Turning now to the hard war, this is a more serious and dangerous development for young people, especially those who are marginalized by virtue of their ethnicity, race or class. The hard war refers to the harshest elements of a growing youth crime-control complex that operates through a logic of punishment, surveillance and control. The young people targeted by its punitive measures are often poor youth of color who are considered failed consumers and who can only afford to live on the margins of a commercial culture that excludes anybody without money, resources and leisure time to spare. Or they are youth considered uneducable and unemployable, and therefore troublesome.
The "school to prison pipeline", so brutally developed in the USA, especially among visible and African-American youth, only shows what the neo-liberal future has for young people in Canada and elsewhere. The incarceration rates of Aboriginal women in Canada, for example, draw the apalled attention of international bodies.
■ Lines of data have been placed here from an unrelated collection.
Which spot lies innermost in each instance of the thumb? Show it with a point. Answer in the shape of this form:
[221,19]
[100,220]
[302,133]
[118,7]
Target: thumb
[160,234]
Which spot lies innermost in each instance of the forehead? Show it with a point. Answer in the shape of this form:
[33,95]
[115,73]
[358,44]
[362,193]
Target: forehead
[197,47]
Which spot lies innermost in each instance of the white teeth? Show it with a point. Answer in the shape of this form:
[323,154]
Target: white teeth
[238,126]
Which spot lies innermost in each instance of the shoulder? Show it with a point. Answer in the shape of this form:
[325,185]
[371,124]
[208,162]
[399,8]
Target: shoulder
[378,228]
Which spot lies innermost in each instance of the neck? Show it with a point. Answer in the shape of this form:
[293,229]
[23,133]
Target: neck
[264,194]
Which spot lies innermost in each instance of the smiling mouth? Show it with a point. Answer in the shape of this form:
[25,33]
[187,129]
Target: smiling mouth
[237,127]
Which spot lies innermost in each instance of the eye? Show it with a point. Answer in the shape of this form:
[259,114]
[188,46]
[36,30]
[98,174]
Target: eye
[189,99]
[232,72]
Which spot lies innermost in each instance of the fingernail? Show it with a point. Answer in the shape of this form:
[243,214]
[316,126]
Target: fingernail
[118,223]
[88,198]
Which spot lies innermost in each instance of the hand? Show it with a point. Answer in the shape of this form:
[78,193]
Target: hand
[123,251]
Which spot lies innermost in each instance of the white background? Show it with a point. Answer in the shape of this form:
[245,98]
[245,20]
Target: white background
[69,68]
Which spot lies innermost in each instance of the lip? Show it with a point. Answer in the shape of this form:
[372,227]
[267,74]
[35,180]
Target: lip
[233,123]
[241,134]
In Canada, one child in six lives in poverty, but for Aboriginal and immigrant children that figure rises to 25 percent or more, respectively. By all accounts, the rate of incarceration for Aboriginal youth - already eight times higher than for non-Aboriginal youth - will continue to skyrocket as a result of the Harper government’s so-called Safe Streets and Community Act, which emulates the failed policies of the US system by, among other things, strengthening requirements to detain and sentence more youth to custody in juvenile detention centers.
In Canada, there is a new generation of youth who have to think, act and talk like adults, and worry about their families, which may be headed by a single parent or two out of work and searching for a job. In the United States, young people are further burdened by registers of extreme poverty that pose the dire challenge of getting enough money to buy food and facing the arduous task of determining how long it will take to see a doctor in case of illness. These young people inhabit a new and more unsettling scene of suffering, a dead zone of the imagination, which constitutes a site of terminal exclusion - one that reveals not only the vast and destabilizing inequalities in neoliberal economic landscapes, but also portends a future that has no purchase on the hope that characterizes a vibrant democracy
The market fundamentalism of neo-liberalism must be exposed and the curtain pulled back from the Wizard of capitalist Oz. Public memory, civic literacy and civic courage must come to life again to resist this brutal capitalist juggernaut. Giroux notes recent resistance, and that "young people aligning with others can be a vibrant source of creativity, possibility and political struggle."
...young people and others can use new technologies, develop democratic social formations, and enact forms of critical pedagogy and civil disobedience necessary for addressing the anti-democratic forces that have been corrupting North American political culture since the 1970s. Young people have shown that austerity policies can be defeated; state violence can be held accountable; collective struggles are worthwhile; and specific and isolated protests can be transformed into broad social movements that pose a fundamental challenge to neoliberal ideologies and modes of governance.
Giroux sees education as the center of any collective struggle that matters and notes that we, on the left, must resist the cynicism in our own ranks, and fight for a “sense of politics being educative [and] changing the way people see things.”
Slavoj Žižek: “The only realist option is to do what appears impossible within this system. This is how the impossible becomes possible.”